You see, since the mid-nineties and the introduction of the first affordable Dolby Pro Logic sound systems, we've always fancied the idea of a home cinema in our house, a place to grab some popcorn, sit down in front of a projector and enjoy movies as they are intended to be seen.
But that dream is over. We now want something else.
To say that we are fickle would be wrong. We've been trying to engineer our former dream for a very long time, but our house has never really been able to accommodate a projector, a dozen cinema seats and a popcorn machine in a dedicated room or garage.
So we've ditched that ideal and replaced it with another; perhaps something even more ambitious.
Having experienced the latest form of virtual reality in the guise of the HTC Vive at the world's largest mobile phone trade show in Barcelona, we might well have ever hit on something even better.
The idea came to us moments after walking out of a hands-on demonstration of the prototype HTC Vive headset.
Rather than huddled on the corner of a booth at the trade show, for Vive to work at its best you need a room, an empty room to be precise, where you can walk around and experience the virtual worlds it gives you access to in all their glory.
After the initial few moments trying to stifle an enormous grin, it dawned on us that for VR to be successful, truly successful, things in the home are going to have to change.
For those not aware, the HTC Vive is the company's new virtual reality collaboration with Half-Life creator and Steam owner Valve. The (eventually) wirefree set up is simple; you don the headset, grab two controllers and turn it on.
Seconds later you are transported into a different virtual world, be that a robot workshop, an underwater ship wreck, or an artist studio. And while this doesn't immediately seem any different to the other offerings in development, such as Sony's Project Morpheus or Oculus Rift, with the Vive you get to walk around. For real.
It's like experiencing the holodeck from Star Trek.
The logistics of how that will work effectively in the home have yet to be discussed. For you to have 100 per cent confidence in what you believe you are seeing, you will need to make sure you aren't worried about tripping up over the coffee table, into a bookshelf or over the pet dog. Even a hesitation of doubt could be disastrous.

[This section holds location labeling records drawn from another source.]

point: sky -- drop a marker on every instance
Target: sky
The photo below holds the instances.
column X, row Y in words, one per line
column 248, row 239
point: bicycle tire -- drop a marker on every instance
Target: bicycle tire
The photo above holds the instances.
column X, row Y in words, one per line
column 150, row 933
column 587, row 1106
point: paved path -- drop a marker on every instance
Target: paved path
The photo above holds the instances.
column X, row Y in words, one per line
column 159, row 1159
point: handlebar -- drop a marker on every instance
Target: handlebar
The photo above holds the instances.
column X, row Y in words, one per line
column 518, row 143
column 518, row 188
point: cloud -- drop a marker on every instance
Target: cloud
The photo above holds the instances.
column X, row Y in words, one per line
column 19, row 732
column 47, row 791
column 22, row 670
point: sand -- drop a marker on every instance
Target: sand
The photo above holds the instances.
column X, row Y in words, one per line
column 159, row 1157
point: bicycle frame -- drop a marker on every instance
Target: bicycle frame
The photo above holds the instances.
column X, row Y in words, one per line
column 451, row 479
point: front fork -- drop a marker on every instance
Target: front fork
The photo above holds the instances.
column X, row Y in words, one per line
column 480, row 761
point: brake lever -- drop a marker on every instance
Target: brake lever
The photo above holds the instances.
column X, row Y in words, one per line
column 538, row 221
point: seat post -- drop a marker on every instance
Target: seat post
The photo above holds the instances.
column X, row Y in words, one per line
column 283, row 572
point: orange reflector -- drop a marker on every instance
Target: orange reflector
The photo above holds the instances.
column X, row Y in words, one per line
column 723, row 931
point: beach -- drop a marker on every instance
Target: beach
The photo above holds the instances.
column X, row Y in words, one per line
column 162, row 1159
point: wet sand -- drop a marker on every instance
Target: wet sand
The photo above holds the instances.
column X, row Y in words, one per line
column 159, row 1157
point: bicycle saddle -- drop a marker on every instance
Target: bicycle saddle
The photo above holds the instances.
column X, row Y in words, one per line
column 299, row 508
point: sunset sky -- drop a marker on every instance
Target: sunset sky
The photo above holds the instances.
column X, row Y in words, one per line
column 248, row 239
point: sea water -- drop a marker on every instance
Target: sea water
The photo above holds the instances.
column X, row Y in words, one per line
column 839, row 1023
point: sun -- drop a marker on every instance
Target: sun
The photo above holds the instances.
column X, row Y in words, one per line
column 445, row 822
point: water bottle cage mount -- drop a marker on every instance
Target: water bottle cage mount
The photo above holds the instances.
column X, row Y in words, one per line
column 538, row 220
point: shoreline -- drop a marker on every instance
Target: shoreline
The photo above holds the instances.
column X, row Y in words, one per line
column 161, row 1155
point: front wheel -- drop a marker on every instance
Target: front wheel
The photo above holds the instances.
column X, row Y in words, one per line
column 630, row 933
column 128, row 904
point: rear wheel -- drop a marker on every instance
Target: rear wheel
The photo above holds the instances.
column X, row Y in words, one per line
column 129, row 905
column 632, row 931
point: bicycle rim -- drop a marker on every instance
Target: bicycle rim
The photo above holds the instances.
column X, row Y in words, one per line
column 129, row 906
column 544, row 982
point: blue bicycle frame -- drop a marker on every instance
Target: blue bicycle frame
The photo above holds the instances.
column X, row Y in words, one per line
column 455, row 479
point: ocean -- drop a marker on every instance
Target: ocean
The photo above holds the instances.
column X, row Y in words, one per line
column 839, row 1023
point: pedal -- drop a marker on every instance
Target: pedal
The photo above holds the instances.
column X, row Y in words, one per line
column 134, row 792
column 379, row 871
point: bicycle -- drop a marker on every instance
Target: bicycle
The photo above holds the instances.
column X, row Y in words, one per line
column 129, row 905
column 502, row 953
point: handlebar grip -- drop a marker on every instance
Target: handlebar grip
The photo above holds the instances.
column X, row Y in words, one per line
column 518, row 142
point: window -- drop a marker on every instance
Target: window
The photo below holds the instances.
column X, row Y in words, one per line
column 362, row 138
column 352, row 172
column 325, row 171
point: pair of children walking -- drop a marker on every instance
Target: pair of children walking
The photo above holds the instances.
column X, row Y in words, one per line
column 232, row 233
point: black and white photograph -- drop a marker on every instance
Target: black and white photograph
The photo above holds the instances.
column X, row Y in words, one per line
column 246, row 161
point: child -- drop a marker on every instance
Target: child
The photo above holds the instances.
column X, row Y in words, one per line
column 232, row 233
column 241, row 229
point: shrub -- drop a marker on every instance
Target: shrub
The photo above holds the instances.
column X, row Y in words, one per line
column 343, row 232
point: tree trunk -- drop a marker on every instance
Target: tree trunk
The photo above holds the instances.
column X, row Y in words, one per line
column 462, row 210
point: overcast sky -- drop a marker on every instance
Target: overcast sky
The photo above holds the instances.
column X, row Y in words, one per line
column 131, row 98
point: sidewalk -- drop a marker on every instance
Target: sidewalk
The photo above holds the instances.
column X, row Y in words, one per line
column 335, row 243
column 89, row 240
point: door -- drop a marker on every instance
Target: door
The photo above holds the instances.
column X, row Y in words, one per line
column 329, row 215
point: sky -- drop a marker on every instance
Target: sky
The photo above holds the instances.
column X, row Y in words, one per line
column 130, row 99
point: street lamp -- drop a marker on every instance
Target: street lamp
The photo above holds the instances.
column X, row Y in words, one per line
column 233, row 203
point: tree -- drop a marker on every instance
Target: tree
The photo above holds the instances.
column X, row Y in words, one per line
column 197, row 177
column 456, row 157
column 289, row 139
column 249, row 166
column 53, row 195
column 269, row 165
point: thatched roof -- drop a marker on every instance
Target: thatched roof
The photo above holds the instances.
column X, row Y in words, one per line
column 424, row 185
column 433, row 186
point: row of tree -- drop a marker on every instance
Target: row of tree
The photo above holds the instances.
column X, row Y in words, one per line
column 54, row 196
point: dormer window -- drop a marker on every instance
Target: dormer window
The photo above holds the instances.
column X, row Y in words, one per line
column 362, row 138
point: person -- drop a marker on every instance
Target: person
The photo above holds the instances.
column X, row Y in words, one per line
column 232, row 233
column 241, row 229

No, for this to work as perceived, as HTC and Valve intend, you'll need a completely empty room. Cue the new, maybe even less achievable, daydream of having a house with a spare room dedicated to the pursuit of playing with virtual reality.
Sorry kids, you're sharing bedrooms from now on.
There are plenty of unanswered questions we still need to wait for, like how big that room will need to be? Will it be beneficial to commandeer the small spare room, ditch the study or the grab the double garage? What about the shed in the garden?
But architects and interior decorators, it's something we seriously think you should start planning for. The experience really is that worthwhile.
So Mrs Pocket-lint, we want a VR room please. Home cinema just feels too old hat now.